Safety and less stress – those are two important benefits of a workplace with less division in the ranks. What other benefits do we reap?

Tracy Barnhart:
For correctional workers everywhere, the current troubled economy may feel like an emotional roller coaster. "Layoffs" and "budget cuts" “Facility Closures” have become bywords in the career, and the result is increased fear, uncertainty, and higher levels of stress. Since job and workplace stress grow in times of economic crisis, it’s important to learn new and better ways of coping with the pressure. The ability to manage stress in our workplace can make the difference between success and failure. Your emotions are contagious, and stress has an impact on the quality of your interactions with others. The better you are at managing your own stress, the more you'll positively affect those around you and the less other people's stress will negatively affect you.

When people feel overwhelmed, they lose confidence and become irritable or withdrawn, making them less productive and effective and their work less rewarding. If the warning signs of work stress go unattended, they can lead to bigger problems. Beyond interfering with job performance and satisfaction, chronic or intense stress can also lead to physical and emotional health problems.

Joe Bouchard:
“Your emotions are contagious.” Well said, Tracy. Some of the spin off effects of less stress is a lower staff turnover. Let’s face it. Some agencies have an unbelievably high turnover. I believe that is exacerbated by an unpleasant work place. When staff division is lowered, the stress is lowered. Therefore, some hard to recruit and retain personnel will not leave the profession so easily.

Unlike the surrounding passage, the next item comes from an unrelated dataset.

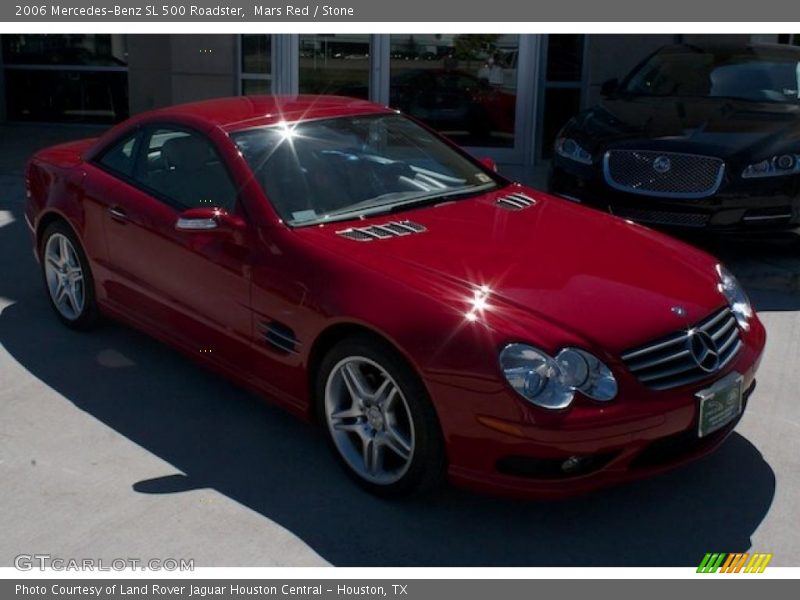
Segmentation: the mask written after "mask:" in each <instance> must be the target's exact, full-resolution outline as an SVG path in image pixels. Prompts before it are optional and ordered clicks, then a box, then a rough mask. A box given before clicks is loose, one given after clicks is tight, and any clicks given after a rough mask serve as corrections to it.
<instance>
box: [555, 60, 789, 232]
mask: <svg viewBox="0 0 800 600" xmlns="http://www.w3.org/2000/svg"><path fill="white" fill-rule="evenodd" d="M602 93H603V95H604V96H605V97H604V99H603V100H602V101H601V102H600V104H598V105H597V106H594V107H592V108H590V109H589V110H587V111H584V112H582V113H580V114H578V115H577V116H576V117H574V118H573V119H571V120H570V121H569V122H568V123H567V124H566V125H565V126H564V128H563V129H562V130H561V132H560V133H559V134H558V137H557V140H556V143H555V150H554V153H553V161H552V171H551V177H550V189H551V191H553V192H554V193H557V194H559V195H562V196H566V197H569V198H571V199H574V200H578V201H580V202H583V203H585V204H588V205H591V206H594V207H598V208H601V209H604V210H609V211H610V212H612V213H614V214H615V215H618V216H621V217H624V218H628V219H631V220H633V221H638V222H641V223H647V224H652V225H656V226H667V227H681V228H695V229H707V230H714V231H735V232H742V231H745V232H746V231H758V230H762V231H763V230H765V229H766V230H770V231H773V230H782V229H786V230H792V229H796V228H797V227H798V225H800V142H798V135H799V134H800V48H793V47H790V46H770V45H749V46H741V45H740V46H694V45H681V46H668V47H665V48H662V49H661V50H659V51H657V52H656V53H654V54H653V55H651V56H650V57H649V58H647V59H646V60H645V61H644V62H642V63H641V64H640V65H639V66H638V67H636V68H635V69H634V70H633V71H632V72H631V73H630V74H629V75H628V76H627V77H626V78H625V79H623V80H622V82H618V81H616V80H611V81H608V82H606V83H605V84H604V85H603V88H602Z"/></svg>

This leads to an added benefit. Expensive initial training is not squandered on staff that would otherwise not stay for a long enough time to realize professional growth.

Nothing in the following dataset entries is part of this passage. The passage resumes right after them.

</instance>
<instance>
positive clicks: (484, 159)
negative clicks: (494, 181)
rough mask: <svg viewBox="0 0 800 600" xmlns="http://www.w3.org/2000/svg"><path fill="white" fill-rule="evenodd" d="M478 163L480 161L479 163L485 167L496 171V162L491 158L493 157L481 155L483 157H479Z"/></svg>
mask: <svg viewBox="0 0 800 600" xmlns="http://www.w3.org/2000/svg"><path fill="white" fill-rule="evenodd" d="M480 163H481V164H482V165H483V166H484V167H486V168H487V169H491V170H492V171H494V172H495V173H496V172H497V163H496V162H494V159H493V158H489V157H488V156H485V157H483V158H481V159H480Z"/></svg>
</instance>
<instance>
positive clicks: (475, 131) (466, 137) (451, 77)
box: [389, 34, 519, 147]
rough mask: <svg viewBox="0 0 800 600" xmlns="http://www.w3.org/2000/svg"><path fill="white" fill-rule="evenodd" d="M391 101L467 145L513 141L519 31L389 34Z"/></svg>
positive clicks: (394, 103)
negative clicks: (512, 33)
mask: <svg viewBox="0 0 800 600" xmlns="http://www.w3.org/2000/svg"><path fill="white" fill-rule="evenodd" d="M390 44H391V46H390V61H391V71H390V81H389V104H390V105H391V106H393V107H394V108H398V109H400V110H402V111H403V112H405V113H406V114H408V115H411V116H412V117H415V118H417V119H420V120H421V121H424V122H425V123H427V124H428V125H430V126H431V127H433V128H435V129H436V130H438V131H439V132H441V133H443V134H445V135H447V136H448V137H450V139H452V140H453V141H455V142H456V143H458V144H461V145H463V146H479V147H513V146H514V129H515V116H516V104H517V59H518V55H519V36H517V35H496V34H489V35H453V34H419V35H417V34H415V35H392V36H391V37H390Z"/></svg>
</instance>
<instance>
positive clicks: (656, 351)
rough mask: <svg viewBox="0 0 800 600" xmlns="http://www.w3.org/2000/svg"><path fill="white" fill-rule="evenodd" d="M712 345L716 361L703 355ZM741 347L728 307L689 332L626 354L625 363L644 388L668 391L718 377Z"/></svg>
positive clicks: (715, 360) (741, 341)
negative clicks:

Higher safety, lower stress and monetary gains are valuable benefits. I know that there is also altruism to consider. But our pragmatic profession responds to tangible rewards for our efforts in maintaining staff harmony.

Tracy Barnhart:
Joe, I have harped on training and better hiring practices ever since I took on this hobby and it still makes me disgruntled every year. Each day all across America and beyond Correctional agencies submit publically that they have a hiring standard and they weed out the individuals who would not make it in the career. This, we all know, is preverbal crap. Unless you as an applicant have dead bodies buried under your house you are going to get hired. You might even get hired if you have a stock pile of dead bodies and lie about it during the initial interview. With the high turnover rate in corrections, some at over 100%, our human resources work very hard to fill open slots to no avail. Just look at the mandatory overtime that is available and sometimes forced due to staff shortages. They are into the hiring mode that if you can breathe and count to 100 you got the job. They allow for the probationary period to weed out individuals who are a determent or a bad employee. Basically a bad employee can wreak havoc for a long time before they are terminated.

Gang members have known this for years and if you don’t think there are officers who are members of street and institutional gangs I have some beach front land in Arizona that I need to sell. Joe, everyone needs a job. But not everyone needs this job. I have advocated for the selective hiring as our law enforcement counterparts but that would also include pay and benefit increases. You would have to change the perception and image of corrections before this could occur.

Staff division is like a chronic health condition. Once that condition is eased, the body feels better and can reach its full potential. And on the road to safety, we must consider how the body of corrections professionals can be the best it can be. The benefits for the whole outweigh the gains by the few who stoke the fires of disharmony.